Adam v. Mt. Pleasant Bank & Trust Co.Annotate this Case
387 N.W.2d 771 (1986)
Robert D. ADAM, et al., Appellees, v. MT. PLEASANT BANK AND TRUST COMPANY, Appellant. Ruth J. COUNTRYMAN, et al., Appellees, v. MT. PLEASANT BANK AND TRUST COMPANY, Appellant.
Nos. 85-712, 85-714.
Supreme Court of Iowa.
May 21, 1986.
*772 Michael Noyes of Rehling, Lindburg & Gosma, Davenport, for appellant.
James P. Hoffman, Keokuk, and James Walker, Bloomington, Ill., for appellees Robert D. Adam, et al.
Thomas J. Vilsack of Bell & Vilsack, Mt. Pleasant, for appellees Ruth J. Countryman, et al.
Considered by UHLENHOPP, P.J., and McGIVERIN, LARSON, SCHULTZ, and CARTER, JJ.
This is another chapter in a lengthy series of litigation arising out of the failure of the Prairie Grain Company of Stockport, Iowa. See Adam v. State, 380 N.W.2d 716 (Iowa 1986); Countryman v. Mt. Pleasant Bank & Trust Co., 357 N.W.2d 599 (Iowa 1984); Adam v. Mt. Pleasant Bank & Trust Co., 355 N.W.2d 868 (Iowa 1984); Adam v. Mount Pleasant Bank & Trust Co., 340 N.W.2d 251 (Iowa 1983). In the present case, the district court awarded judgment for the plaintiffs in two separate cases, consolidated for appeal, which raise identical issues. We affirm.

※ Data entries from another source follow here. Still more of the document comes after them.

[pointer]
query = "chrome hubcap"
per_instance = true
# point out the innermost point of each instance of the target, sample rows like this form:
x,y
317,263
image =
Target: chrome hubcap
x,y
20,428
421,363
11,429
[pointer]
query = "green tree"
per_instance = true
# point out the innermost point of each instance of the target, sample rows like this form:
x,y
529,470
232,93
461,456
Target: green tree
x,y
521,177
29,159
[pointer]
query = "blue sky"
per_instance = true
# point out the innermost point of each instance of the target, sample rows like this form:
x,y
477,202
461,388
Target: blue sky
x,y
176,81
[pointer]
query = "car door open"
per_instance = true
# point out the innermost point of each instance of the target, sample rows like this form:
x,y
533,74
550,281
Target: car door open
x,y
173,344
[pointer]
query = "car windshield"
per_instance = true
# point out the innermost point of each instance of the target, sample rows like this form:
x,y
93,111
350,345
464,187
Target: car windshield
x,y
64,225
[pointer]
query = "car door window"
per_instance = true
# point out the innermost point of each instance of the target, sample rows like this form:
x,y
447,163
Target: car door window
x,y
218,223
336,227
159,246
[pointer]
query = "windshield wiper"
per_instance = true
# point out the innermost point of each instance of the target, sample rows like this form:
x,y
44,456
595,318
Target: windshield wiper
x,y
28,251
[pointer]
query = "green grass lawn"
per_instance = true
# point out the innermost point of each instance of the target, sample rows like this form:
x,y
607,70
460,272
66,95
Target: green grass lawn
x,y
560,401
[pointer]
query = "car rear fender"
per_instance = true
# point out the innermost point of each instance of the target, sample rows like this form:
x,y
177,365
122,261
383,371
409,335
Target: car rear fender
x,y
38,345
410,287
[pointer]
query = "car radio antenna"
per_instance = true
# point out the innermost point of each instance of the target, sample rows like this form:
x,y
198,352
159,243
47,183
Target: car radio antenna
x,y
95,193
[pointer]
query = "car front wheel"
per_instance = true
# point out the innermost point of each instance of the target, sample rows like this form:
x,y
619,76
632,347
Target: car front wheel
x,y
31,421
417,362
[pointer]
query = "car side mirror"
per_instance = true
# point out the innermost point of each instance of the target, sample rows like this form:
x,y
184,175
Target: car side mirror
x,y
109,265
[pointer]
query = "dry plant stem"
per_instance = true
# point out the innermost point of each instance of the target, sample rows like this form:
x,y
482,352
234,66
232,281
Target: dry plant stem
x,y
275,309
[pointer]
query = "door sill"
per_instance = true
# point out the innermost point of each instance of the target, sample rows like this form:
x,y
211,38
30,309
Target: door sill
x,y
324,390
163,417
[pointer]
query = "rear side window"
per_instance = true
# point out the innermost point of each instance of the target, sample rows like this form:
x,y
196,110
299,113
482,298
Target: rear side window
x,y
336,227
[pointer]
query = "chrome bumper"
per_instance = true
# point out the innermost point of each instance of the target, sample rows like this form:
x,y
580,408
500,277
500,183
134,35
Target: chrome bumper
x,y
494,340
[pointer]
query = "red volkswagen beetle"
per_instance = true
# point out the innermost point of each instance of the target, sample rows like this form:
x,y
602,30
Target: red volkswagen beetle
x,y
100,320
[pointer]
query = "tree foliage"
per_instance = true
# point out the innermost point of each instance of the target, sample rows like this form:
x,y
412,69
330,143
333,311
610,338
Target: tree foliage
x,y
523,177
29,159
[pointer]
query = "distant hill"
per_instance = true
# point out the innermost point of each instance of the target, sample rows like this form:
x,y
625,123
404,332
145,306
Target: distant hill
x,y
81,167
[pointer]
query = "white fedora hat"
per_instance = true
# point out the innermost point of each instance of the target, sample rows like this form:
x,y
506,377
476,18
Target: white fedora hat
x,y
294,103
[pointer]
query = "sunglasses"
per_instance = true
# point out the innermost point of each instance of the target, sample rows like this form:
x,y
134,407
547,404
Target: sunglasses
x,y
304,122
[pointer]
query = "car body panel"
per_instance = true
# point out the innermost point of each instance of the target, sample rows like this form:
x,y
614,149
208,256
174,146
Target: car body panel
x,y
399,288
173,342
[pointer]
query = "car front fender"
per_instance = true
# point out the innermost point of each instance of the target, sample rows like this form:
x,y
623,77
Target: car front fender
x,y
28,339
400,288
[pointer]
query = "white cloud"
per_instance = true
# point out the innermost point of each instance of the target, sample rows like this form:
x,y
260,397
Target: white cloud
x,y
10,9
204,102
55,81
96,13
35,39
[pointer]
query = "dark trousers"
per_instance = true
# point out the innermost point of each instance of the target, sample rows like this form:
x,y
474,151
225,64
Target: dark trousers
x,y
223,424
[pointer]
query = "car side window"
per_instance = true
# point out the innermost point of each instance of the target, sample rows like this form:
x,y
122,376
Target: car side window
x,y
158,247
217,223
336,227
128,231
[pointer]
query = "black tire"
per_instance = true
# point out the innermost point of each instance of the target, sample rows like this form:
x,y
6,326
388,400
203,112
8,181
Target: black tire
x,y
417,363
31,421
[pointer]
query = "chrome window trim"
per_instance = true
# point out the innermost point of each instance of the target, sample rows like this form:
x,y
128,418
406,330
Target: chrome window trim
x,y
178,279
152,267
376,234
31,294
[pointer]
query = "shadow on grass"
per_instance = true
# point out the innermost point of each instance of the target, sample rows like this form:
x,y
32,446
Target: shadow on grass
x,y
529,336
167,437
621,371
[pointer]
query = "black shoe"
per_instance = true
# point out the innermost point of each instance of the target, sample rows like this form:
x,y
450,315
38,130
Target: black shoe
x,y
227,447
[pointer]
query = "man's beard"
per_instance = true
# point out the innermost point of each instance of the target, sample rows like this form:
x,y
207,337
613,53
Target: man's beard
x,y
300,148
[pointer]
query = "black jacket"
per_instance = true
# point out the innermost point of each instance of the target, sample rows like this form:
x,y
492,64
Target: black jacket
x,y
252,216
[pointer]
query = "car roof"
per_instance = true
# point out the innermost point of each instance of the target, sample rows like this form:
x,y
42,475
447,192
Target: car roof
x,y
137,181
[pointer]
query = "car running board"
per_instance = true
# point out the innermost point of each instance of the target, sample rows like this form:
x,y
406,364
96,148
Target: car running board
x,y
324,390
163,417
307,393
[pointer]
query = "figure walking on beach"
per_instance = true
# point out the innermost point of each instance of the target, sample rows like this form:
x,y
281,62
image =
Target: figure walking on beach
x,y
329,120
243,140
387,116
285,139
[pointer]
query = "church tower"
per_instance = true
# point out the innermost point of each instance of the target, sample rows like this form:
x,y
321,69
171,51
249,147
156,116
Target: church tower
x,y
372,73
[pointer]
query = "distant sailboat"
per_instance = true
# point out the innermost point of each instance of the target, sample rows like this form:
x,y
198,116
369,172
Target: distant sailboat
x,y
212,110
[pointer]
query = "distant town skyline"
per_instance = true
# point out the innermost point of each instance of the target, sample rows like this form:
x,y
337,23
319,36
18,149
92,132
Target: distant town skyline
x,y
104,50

When Prairie Grain failed in January, 1980, these plaintiffs held claims for grain sold to it or held in storage by it. Prairie Grain was soon declared bankrupt, and these plaintiffs looked to other parties for compensation. The state of Iowa was sued on the theory its licensing and inspection of Prairie Grain had been negligently performed. See Adam, 380 N.W.2d at 717. Some customers, including these plaintiffs, looked to the Mount Pleasant Bank and Trust for their recovery. It is the involvement of the Mount Pleasant Bank which presents the issues on this appeal. (The Mount Pleasant Bank and Trust Company has itself become insolvent, and the Federal Deposit Insurance Corporation has assumed the receivership of it.)
*773 The surrounding facts have been set out in our earlier opinions, and we need not repeat them in detail here. See Adam, 380 N.W.2d at 718; Countryman, 357 N.W.2d at 602-03; Adam, 355 N.W.2d at 869-70; Adam, 340 N.W.2d at 252. The theory of the present suit is that the bank, through its officers and directors, conspired with Prairie Grain to defraud the customers of Prairie Grain.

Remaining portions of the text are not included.